Após decisão judicial

Publicado em 07/05/2020 - 17:39 Por Dayana Vitor - Brasília

Shoppings, academias, bares e outros comércios do Distrito Federal continuam fechados até 18 de maio. O decreto que prorroga a quarentena por mais 11 dias foi publicado no Diário Oficial do DF desta quinta-feira. A ideia do governador Ibaneis Rocha era permitir o retorno de várias atividades econômicas já na próxima segunda.


Mas a Justiça Federal suspendeu esse retorno após ação conjunta dos Ministérios Públicos Federal, do Trabalho e do Distrito Federal, que pedia fechamento dos serviços essenciais já abertos. A juíza da 3º Vara Cível, Kátia Balbino, permitiu, no entanto, que bancos, lotéricas, escritórios de advocacia, contabilidade, óticas, lojas de materiais de construção e outros continuem funcionando.
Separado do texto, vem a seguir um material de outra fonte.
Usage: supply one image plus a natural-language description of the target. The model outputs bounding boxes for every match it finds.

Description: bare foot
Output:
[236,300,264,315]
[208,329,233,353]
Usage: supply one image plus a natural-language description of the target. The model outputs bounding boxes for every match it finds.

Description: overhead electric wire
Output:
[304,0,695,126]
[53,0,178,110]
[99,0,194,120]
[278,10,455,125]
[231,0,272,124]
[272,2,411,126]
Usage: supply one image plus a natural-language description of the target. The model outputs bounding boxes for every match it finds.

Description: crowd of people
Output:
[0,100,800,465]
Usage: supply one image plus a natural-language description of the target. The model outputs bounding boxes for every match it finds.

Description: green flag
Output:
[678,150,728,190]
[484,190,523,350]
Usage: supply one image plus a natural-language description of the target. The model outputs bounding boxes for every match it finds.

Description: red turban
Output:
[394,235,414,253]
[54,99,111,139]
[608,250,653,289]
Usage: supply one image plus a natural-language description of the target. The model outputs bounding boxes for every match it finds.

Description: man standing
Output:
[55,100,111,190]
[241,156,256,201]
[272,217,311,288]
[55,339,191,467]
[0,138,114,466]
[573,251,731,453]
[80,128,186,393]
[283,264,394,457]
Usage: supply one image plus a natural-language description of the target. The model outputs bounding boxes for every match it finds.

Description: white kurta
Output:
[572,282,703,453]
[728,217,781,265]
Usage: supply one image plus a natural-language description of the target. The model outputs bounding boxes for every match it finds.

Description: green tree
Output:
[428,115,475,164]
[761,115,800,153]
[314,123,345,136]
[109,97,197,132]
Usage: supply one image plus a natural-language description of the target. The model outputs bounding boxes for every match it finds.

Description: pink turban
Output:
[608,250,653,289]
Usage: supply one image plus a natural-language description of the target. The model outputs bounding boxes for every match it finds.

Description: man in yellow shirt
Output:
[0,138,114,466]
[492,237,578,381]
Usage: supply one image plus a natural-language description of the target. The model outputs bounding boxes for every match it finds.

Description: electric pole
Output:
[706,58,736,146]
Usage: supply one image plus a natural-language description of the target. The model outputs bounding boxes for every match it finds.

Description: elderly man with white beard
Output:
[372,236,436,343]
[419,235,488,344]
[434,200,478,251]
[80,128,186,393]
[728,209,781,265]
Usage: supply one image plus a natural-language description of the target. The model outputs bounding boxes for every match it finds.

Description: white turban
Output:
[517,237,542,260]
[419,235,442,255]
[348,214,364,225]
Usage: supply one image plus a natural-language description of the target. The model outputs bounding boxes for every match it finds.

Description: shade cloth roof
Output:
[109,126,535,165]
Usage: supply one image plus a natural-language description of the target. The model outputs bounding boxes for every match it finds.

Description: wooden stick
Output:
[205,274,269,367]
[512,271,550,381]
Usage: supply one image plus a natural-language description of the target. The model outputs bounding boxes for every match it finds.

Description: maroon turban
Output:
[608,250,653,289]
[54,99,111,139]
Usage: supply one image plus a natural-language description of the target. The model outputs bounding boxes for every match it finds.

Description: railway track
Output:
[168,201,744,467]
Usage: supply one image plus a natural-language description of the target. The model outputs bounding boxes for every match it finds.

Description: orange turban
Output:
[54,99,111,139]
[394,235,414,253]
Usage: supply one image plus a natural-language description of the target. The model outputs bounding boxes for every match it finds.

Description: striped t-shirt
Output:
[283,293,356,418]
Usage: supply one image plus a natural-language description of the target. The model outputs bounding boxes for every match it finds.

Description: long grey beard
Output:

Nesta quinta-feira, um grupo do Judiciário foi até a sala de situação do governo que traça estratégias de combate à Covid-19, para conhecer as ações na capital do país. A juíza Kátia Balbino chegou a informar que poderia rever a sentença após essa visita. Mas até o fechamento desta reportagem, ela não havia se pronunciado.


Assim que o comércio for reaberto a perspectiva é que o fluxo de clientes caia, os empresários não precisem de todos os funcionários e acabem demitindo, como afirma o presidente da Federação do Comércio do DF, Francisco Maia.


Além de mais 11 dias de isolamento, os moradores do DF convivem com regras mais rígidas de higiene. Os condomínios devem limpar, de duas em duas horas, portas, elevadores e áreas comuns com produtos como álcool 70% ou outros eficazes na eliminação do coronavírus. Essa limpeza deve ocorrer das 6h às 22h. Para cumprir a lei, alguns edifícios vão ter que aumentar o preço da taxa de condomínio, como é o caso do que o Thiago Rezende administra.


Embora nem todos os supermercados da capital do país estejam seguindo regras mais rígidas de limpeza, já é obrigatório que os caixas sejam higienizados a cada compra realizada. E que ofereçam álcool em gel para os clientes e funcionários passarem nas mãos e nos punhos.